出典(参照元):添付ファイル「建設業法令遵守ガイドライン(第11版)国土交通省不動産・建設経済局建設業課作成」(資料を元にWeb表示用に再構成・文章を調整)。
許可の更新と変更
建設業許可を取得した後も定期的(更新、決算変更)または状況に応じて届出を行わなければなりません。
許可の更新
建設業許可の有効期間は、許可のあった日から5年です。
5年毎に更新の手続きを行います。この更新の手続きは、福岡県知事許可の場合は有効期間の満了日から3ヶ月前から満了日の30日前までに行わなければなりません。(国土交通大臣は、6ヶ月前から)
建設業許可の更新についての詳しい解説は、下記のリンクをクリックしてください。
許可の変更
許可を受けた後に申請した事項に変更が生じた場合には、決められた期間内に変更届出書を提出しなければなりません。

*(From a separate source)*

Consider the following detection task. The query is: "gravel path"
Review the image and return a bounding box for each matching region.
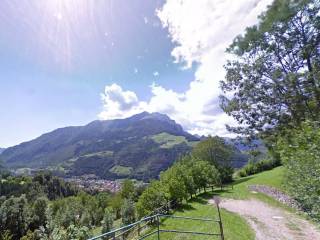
[210,199,320,240]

建設業許可の変更についての詳しい解説は、下記のリンクをクリックしてください。
許可業種の追加、許可換え
建設業許可は、29業種に分かれた業種別許可制度です。軽微な工事や附帯工事以外は、許可を受けた業種以外を請け負うことはできません。
許可を受けた業種以外の工事を請け負う場合は、許可業種を追加することが必要です。
建設業許可の業種追加についての詳しい解説は、下記のリンクをクリックしてください。
また、「大臣許可から知事許可へ」、「知事許可から大臣許可」、「A知事許可からB知事許可へ」といった許可換えは、新たに新規で許可を受けるのと同様の手続きなります。